----------------------------------------------------------------------------
README file for nmfpack
----------------------------------------------------------------------------
Patrik Hoyer
August 03, 2006
Version 1.1
This Matlab package implements and tests various versions of non-negative
matrix factorization (NMF). This package is associated with the article:
Patrik O Hoyer.
'Non-negative matrix factorization with sparseness constraints'
Journal of Machine Learning Research 5:1457-1469, 2004.

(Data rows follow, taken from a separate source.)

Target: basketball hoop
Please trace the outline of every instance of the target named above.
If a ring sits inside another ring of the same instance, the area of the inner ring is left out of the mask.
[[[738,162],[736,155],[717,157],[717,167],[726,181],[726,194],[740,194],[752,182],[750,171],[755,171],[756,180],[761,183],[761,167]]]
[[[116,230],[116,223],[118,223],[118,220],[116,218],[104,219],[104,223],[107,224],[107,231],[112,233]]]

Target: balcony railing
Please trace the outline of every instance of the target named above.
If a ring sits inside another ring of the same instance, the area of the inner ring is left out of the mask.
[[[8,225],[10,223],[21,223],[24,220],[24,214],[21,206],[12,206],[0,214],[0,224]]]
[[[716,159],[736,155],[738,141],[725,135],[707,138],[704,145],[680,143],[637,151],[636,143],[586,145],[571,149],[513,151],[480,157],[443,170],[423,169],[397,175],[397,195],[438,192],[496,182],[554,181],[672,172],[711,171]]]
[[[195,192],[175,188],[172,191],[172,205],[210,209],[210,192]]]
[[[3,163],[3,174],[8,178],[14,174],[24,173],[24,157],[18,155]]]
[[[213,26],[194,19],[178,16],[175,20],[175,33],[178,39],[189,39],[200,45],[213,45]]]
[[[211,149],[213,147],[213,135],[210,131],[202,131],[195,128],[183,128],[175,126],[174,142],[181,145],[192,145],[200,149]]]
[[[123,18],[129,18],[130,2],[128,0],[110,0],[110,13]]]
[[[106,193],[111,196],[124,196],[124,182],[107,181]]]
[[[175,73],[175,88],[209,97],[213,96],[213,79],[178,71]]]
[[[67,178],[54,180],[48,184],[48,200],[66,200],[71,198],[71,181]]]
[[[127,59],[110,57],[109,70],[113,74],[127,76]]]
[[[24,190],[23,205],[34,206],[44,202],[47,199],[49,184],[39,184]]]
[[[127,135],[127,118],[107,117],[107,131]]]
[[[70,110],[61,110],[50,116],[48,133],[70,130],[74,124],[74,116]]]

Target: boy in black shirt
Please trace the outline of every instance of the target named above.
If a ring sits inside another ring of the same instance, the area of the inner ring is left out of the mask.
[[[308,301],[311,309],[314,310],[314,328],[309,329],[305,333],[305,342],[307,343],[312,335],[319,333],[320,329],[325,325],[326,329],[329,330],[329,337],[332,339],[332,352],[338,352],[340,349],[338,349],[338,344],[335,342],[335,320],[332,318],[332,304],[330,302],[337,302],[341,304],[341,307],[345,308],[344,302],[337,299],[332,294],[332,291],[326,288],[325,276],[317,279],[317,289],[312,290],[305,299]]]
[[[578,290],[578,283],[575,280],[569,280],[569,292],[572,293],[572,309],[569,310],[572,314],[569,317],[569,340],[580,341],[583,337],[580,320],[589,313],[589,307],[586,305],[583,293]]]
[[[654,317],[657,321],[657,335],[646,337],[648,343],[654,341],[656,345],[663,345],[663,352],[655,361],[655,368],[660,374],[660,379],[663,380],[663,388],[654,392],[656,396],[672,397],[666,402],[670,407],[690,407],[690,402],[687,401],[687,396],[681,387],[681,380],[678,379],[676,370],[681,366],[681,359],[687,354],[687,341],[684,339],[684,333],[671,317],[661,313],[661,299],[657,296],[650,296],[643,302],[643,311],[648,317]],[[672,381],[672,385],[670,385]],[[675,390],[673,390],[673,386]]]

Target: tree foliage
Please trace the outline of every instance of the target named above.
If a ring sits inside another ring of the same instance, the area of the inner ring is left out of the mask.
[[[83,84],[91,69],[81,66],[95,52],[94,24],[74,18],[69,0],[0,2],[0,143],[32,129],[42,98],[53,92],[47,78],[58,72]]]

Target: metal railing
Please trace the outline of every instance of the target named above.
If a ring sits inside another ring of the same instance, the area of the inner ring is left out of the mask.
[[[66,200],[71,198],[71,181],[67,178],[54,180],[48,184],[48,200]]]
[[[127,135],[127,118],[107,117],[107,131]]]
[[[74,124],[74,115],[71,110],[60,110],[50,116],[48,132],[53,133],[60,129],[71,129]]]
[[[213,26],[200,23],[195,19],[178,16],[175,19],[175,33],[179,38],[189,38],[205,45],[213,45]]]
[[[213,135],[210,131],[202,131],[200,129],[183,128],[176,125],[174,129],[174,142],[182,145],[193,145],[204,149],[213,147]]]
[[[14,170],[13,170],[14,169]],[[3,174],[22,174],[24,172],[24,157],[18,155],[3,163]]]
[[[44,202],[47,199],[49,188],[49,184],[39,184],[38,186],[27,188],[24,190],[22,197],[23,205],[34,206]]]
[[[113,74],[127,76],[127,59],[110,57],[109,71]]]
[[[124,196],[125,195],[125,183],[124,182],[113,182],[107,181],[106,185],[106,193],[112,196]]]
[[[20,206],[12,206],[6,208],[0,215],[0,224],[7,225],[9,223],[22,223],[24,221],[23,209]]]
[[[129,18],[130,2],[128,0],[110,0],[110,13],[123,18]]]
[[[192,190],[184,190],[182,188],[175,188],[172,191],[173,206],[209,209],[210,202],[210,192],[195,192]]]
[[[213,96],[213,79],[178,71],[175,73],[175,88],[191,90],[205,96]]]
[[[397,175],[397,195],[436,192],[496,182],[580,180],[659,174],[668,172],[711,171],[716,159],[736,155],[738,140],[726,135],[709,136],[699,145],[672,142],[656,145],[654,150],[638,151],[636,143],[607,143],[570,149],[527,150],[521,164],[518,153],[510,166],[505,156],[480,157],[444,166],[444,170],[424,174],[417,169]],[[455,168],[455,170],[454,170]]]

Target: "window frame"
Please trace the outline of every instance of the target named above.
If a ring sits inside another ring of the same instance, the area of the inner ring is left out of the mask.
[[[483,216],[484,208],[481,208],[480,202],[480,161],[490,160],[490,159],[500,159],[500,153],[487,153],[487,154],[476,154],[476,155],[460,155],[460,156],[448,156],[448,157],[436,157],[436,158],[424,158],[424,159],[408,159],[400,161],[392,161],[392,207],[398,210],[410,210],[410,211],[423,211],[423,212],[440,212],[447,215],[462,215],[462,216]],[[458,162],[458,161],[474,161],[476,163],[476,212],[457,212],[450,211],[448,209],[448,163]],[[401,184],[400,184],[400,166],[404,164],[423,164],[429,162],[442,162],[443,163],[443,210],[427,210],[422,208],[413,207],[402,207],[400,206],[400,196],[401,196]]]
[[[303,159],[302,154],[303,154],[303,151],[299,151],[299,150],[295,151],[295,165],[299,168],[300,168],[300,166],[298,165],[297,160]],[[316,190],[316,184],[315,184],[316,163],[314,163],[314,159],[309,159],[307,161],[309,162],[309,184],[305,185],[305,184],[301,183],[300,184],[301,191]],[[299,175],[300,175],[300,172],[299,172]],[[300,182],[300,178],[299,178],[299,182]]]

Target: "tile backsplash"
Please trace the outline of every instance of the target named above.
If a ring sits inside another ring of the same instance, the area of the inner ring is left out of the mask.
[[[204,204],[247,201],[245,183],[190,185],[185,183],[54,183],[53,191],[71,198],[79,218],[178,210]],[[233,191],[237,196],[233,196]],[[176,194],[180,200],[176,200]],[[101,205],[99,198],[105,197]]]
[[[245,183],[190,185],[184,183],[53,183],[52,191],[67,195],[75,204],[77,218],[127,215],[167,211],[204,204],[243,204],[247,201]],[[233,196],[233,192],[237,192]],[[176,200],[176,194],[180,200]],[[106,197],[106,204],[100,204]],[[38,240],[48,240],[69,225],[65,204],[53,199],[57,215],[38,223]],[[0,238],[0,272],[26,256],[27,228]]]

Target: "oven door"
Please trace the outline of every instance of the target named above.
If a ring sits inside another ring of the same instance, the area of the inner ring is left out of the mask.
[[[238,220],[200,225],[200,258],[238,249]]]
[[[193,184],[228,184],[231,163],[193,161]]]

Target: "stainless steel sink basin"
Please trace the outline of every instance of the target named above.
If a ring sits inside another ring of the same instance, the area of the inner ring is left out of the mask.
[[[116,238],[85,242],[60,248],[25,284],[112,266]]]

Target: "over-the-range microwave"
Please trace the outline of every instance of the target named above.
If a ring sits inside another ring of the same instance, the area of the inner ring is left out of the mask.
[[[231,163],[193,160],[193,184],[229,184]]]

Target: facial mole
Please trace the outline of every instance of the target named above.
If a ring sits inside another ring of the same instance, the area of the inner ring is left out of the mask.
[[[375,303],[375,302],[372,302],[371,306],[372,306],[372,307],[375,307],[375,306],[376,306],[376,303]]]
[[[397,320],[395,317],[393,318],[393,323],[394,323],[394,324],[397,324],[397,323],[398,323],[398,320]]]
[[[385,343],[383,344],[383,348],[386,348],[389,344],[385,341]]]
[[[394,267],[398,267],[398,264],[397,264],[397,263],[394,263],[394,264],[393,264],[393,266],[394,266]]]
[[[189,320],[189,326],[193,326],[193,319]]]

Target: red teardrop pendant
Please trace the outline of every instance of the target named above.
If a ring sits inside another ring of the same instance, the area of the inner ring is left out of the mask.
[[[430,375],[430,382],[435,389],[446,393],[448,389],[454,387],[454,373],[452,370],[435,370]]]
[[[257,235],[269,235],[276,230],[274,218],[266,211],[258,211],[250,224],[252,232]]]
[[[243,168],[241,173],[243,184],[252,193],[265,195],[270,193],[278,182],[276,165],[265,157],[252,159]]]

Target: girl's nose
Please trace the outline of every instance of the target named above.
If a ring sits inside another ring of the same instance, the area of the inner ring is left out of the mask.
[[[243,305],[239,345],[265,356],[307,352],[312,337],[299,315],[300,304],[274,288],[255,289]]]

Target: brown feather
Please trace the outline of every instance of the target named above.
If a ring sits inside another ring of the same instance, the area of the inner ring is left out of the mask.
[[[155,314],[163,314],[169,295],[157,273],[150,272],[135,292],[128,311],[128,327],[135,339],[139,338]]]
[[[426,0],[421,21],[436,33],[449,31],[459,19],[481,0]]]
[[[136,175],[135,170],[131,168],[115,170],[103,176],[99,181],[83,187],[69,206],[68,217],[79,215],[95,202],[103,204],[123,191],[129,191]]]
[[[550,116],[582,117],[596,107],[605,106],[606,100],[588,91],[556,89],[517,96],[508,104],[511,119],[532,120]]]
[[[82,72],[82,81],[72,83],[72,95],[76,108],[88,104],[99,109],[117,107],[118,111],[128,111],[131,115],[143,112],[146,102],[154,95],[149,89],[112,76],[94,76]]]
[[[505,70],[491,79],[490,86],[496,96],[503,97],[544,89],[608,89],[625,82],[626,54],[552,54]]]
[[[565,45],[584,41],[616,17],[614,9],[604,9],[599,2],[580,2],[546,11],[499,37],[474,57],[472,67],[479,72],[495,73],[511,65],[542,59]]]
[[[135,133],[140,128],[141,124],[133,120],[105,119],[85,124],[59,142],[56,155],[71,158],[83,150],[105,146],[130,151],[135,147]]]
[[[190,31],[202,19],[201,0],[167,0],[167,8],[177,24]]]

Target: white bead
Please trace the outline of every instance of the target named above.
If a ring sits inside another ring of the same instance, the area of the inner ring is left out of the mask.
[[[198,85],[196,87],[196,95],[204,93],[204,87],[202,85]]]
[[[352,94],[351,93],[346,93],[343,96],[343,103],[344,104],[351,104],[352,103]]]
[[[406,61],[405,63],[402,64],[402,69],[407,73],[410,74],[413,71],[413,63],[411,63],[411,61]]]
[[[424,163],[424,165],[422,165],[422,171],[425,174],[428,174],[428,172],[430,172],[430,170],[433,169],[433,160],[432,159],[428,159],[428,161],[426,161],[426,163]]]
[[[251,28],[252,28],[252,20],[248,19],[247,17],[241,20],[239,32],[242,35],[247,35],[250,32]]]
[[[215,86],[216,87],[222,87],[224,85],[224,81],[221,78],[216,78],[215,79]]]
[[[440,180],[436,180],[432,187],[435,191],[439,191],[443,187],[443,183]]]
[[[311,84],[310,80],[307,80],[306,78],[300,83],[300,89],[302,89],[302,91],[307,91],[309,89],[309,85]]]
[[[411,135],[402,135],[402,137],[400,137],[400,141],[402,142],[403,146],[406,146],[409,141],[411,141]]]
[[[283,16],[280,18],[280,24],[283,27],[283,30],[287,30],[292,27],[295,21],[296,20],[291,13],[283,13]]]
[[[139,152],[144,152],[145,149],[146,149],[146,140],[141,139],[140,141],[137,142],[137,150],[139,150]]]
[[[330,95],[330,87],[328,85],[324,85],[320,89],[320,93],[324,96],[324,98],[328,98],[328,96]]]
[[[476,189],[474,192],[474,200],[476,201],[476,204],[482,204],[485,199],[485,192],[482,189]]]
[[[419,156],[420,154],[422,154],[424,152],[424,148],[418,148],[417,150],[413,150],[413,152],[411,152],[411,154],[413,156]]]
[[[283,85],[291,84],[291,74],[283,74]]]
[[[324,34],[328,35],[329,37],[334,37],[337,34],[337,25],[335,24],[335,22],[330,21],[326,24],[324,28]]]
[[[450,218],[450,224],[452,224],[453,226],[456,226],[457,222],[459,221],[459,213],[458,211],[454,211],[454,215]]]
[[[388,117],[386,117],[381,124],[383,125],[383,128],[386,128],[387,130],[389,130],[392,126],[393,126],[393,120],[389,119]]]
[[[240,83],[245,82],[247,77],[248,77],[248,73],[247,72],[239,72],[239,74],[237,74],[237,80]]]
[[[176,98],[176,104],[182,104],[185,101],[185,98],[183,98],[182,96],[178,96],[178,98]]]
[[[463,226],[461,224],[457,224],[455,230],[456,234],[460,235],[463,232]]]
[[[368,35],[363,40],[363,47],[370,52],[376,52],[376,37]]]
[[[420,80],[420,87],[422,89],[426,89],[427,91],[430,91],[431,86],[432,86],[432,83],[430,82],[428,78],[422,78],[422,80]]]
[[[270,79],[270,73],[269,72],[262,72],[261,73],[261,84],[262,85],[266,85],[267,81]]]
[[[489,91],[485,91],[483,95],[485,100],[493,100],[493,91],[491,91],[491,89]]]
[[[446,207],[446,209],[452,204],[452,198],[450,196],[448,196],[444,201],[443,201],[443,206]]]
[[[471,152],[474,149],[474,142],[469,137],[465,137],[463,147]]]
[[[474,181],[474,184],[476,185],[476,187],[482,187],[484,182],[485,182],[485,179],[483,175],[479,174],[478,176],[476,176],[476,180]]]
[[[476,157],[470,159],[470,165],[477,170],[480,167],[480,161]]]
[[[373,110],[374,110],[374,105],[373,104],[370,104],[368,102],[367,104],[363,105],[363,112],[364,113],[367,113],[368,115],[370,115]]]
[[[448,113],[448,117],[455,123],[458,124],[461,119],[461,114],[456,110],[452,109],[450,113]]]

IF YOU USE THIS PACKAGE IN PUBLISHED RESEARCH, PLEASE CITE THE ABOVE
PAPER. THANKS!
----------------------------------------------------------------------------
Version history
----------------------------------------------------------------------------
1.0 Aug 25, 2004 Original version.
1.1 Aug 03, 2006 Modifications/improvements:
- Included the ORL face dataset, with permission
- Now automatically rescales the data so as to
avoid overflow/underflow numerical problems
- Included an alternative to using 'imread' to
read the pgm image files.
- Improved the documentation somewhat
----------------------------------------------------------------------------
Acknowledgements
----------------------------------------------------------------------------
I would like to thank Fabian Theis for contributing the pgma_read function,
and Daniel Felps for pointing out that the face databases are no longer
available on the net. I also thank Alastair Beresford who, on behalf of
AT&T Cambridge Laboratories, granted me permission to include the ORL
face image database in the package.
Several people reported some problems with 'projfunc' producing imaginary
values. This problem arises when the scale of the entries in the data matrix
is too large. Thus, as of v1.1, I now renormalize the input matrix before
starting computation. Thanks for reporting the problems.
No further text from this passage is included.